How to use the CoreML model?
Sorry if this is a noob question:
I was able to drag in the mlpackage folder into my Xcode project and have it generate a class. I then do
let model = try! falcon_7b_64_float32()
and I noticed that the model has a 'prediction' function, but that takes in a falcon_7b_64_float32Input
type. It looks like the return type of that function is another special type as well. How do I convert from a string to input and from the output to another string text?
I'm curious as well! It'd be great to have the code from the demo shown in the video, so we can tinker.

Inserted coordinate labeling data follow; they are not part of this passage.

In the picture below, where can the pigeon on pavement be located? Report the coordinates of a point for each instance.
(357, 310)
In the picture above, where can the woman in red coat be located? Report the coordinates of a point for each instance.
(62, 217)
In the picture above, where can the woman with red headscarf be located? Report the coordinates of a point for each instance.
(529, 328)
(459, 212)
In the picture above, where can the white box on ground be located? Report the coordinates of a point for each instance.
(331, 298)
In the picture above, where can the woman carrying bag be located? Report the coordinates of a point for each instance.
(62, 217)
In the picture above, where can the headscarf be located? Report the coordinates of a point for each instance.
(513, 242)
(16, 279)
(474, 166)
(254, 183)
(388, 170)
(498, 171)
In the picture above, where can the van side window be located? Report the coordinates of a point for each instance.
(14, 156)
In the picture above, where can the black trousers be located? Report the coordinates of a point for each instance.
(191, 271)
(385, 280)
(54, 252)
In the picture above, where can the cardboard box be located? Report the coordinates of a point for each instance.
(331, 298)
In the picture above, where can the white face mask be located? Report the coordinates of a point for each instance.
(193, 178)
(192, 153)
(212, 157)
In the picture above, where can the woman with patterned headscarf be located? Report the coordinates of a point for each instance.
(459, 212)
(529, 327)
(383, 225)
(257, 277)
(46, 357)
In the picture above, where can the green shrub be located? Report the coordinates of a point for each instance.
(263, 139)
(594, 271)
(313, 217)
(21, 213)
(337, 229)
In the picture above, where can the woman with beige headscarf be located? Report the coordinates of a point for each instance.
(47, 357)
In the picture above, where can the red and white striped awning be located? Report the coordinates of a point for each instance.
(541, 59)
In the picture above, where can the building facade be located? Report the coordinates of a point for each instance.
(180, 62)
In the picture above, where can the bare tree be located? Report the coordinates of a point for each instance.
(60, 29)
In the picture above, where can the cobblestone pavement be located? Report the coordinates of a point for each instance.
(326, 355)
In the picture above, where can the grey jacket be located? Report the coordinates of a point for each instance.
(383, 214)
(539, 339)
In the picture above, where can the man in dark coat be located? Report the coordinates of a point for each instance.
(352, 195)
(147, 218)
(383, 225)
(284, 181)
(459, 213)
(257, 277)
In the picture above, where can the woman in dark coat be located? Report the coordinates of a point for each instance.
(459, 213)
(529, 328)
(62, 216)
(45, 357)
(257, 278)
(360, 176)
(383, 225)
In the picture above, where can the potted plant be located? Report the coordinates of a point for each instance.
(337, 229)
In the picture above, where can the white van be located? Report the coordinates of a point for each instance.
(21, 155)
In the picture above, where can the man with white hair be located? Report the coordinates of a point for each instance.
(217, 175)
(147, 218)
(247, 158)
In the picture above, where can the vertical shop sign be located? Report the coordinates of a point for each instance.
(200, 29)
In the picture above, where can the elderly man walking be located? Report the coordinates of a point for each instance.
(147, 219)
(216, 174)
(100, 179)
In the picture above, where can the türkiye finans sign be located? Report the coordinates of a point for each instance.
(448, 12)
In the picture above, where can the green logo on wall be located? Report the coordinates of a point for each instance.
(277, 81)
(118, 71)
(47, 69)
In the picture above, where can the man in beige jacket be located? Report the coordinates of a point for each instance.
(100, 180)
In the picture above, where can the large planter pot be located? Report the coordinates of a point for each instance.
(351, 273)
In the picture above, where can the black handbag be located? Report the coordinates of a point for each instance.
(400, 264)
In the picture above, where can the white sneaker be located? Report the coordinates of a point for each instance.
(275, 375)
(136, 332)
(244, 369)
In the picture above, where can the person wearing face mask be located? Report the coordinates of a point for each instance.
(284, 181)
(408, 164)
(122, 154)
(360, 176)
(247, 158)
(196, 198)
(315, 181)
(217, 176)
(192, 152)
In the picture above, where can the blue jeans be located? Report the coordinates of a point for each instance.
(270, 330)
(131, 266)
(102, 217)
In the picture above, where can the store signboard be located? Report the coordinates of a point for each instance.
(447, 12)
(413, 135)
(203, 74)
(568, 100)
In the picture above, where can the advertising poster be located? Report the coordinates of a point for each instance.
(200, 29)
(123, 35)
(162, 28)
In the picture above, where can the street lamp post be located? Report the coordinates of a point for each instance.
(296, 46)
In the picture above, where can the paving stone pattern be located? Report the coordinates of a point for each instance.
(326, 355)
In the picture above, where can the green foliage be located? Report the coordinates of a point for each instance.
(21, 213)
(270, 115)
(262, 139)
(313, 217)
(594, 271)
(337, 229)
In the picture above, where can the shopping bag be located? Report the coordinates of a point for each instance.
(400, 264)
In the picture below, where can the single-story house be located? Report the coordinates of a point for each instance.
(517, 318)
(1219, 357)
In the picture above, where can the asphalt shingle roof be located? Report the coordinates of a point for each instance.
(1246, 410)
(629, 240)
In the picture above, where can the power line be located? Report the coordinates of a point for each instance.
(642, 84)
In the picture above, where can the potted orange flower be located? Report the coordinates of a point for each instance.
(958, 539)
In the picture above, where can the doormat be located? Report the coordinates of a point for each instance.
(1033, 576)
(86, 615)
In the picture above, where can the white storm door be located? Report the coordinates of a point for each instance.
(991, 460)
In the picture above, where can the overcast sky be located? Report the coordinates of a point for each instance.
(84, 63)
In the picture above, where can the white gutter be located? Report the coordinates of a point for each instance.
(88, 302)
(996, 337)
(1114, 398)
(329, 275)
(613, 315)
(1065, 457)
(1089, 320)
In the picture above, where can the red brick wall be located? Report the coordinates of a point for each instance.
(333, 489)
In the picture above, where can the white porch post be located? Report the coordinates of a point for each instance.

I may be overthinking this, but I suspect it involves passing the String to a tokenizer built for this particular model, similar to these Swift CoreML transformers.
You are right @anomalus : you need to tokenize the text, and then process the outputs to create the output sequence. The model only returns information about the probability of the next token in the sequence, so you need to call it multiple times to get the output.
We intend to publish everything soon.
You are right @anomalus : you need to tokenize the text, and then process the outputs to create the output sequence. The model only returns information about the probability of the next token in the sequence, so you need to call it multiple times to get the output.
We intend to publish everything soon.
Would you be able to provide quick sample code to run this the mlpackage?
Posting this here: https://huggingface.co/blog/swift-coreml-llm
Thanks @pcuenq ! The only part I'm curious about is using Falcon 7b with Swift Chat is unusably slow. It takes maybe 5 minutes per word. I have a Macbook Pro M1 Max with 32GB of RAM, but SwiftChat uses 55GB+ of RAM on a simple run. Any advice on how to navigate this?